The need for an integrated governmental approach here cannot be gainsaid. Mr Odinga cannot leave a better legacy than leading Kenyans into a safer environment. This job should not be hard for the Premier given that he has on his side two result-loving ministers – Mr John Michuki (Environment) and Dr Noah Wekesa (Forestry and Wildlife).

Environmental care has assumed central importance globally, and governments are taking the lead. Kenya can borrow from some of the best examples internationally, one of them being China.

Though pilloried as the world’s chief polluter mainly due to rapid industrialisation and population pressure, China, after perennial disastrous floods and famines, has adopted policies which aim to restore its environment.

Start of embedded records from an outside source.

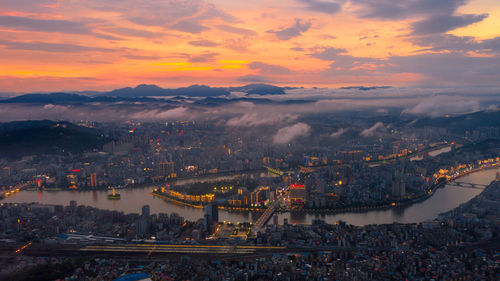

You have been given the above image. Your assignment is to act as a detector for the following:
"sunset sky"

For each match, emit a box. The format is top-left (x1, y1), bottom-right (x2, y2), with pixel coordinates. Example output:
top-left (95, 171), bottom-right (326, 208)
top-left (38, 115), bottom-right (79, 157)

top-left (0, 0), bottom-right (499, 92)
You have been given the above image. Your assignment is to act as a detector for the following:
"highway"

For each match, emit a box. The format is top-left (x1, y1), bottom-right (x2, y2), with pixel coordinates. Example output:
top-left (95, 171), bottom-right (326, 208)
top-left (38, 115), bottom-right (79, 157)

top-left (0, 243), bottom-right (287, 260)
top-left (1, 242), bottom-right (416, 261)
top-left (82, 244), bottom-right (284, 255)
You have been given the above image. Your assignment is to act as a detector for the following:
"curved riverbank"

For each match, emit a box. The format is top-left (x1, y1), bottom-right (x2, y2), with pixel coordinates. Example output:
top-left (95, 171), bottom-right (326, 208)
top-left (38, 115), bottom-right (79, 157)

top-left (150, 164), bottom-right (498, 217)
top-left (2, 167), bottom-right (498, 226)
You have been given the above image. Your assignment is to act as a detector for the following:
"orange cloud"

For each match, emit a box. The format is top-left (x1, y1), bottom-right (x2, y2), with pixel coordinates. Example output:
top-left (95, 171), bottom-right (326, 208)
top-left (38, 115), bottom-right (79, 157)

top-left (0, 0), bottom-right (497, 92)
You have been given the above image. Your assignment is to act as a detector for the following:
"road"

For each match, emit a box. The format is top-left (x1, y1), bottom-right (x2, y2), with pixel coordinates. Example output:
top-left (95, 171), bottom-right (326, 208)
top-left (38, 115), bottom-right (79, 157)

top-left (254, 192), bottom-right (288, 229)
top-left (0, 243), bottom-right (287, 260)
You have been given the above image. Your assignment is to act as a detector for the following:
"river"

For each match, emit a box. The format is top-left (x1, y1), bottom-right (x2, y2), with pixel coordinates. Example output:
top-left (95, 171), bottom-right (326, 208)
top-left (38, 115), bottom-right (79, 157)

top-left (2, 168), bottom-right (497, 226)
top-left (410, 145), bottom-right (452, 161)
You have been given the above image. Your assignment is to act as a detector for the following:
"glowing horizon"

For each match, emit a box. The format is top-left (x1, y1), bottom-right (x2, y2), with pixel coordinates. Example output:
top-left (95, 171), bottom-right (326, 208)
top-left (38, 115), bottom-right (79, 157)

top-left (0, 0), bottom-right (499, 92)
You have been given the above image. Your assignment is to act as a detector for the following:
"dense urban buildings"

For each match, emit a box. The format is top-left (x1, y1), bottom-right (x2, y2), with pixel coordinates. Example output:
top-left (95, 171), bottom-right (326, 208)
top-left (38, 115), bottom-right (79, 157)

top-left (0, 110), bottom-right (499, 280)
top-left (1, 0), bottom-right (500, 279)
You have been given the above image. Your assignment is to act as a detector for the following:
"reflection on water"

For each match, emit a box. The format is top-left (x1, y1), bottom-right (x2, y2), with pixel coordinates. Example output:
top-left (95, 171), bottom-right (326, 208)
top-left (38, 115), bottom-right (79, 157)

top-left (428, 146), bottom-right (451, 157)
top-left (410, 146), bottom-right (451, 161)
top-left (278, 168), bottom-right (496, 226)
top-left (288, 212), bottom-right (307, 224)
top-left (2, 168), bottom-right (498, 226)
top-left (391, 206), bottom-right (405, 218)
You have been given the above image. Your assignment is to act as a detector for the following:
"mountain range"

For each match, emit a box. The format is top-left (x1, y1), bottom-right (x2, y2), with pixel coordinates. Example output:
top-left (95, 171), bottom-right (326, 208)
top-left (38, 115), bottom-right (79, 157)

top-left (0, 83), bottom-right (290, 104)
top-left (100, 83), bottom-right (288, 98)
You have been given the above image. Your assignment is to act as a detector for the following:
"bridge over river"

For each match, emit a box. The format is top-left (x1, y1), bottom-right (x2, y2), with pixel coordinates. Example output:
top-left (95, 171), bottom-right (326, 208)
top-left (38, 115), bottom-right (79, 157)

top-left (0, 181), bottom-right (34, 199)
top-left (2, 168), bottom-right (498, 226)
top-left (447, 181), bottom-right (488, 189)
top-left (254, 204), bottom-right (276, 229)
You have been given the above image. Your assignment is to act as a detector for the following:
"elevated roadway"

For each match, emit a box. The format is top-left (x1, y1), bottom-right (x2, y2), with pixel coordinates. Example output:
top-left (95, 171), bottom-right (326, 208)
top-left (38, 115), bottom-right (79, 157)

The country has invested billions in two programmes named China Natural Forest Conservation and Grain to Green. The former is aimed at rectifying the damage caused by years of unbridled logging which has led to soil erosion. It bans logging and replaces forests through a plethora of incentives to forest enterprises.

The Grain to Green approach works to convert crop land on steep slopes to forests and grasslands by providing affected farmers with grain and cash subsidies.

KENYA CAN GO FOR A SIMILAR APproach by adopting a one-adult-one tree policy where each living Kenyan adult is required by law to successfully grow one tree in their life time. Secondly, the Government can pay Kenyans a token to turn portions of their farm lands into forests.

But forests, important as they are, are not the end-all in environmental care and management. Pollution, the other area Kenyans excel in, is equally worrying, and here is why.

Millions of tonnes of plastic materials litter the entire country. The few surviving rivers flow with water which is dangerous for human consumption. Those who live in cities like Nairobi will confess that pollution due to a combination of industrial activities and motor vehicles is making life unbearable.

The country’s over-reliance on fossil fuels should be checked and the spotlight turned instead on environment-friendly renewable energy.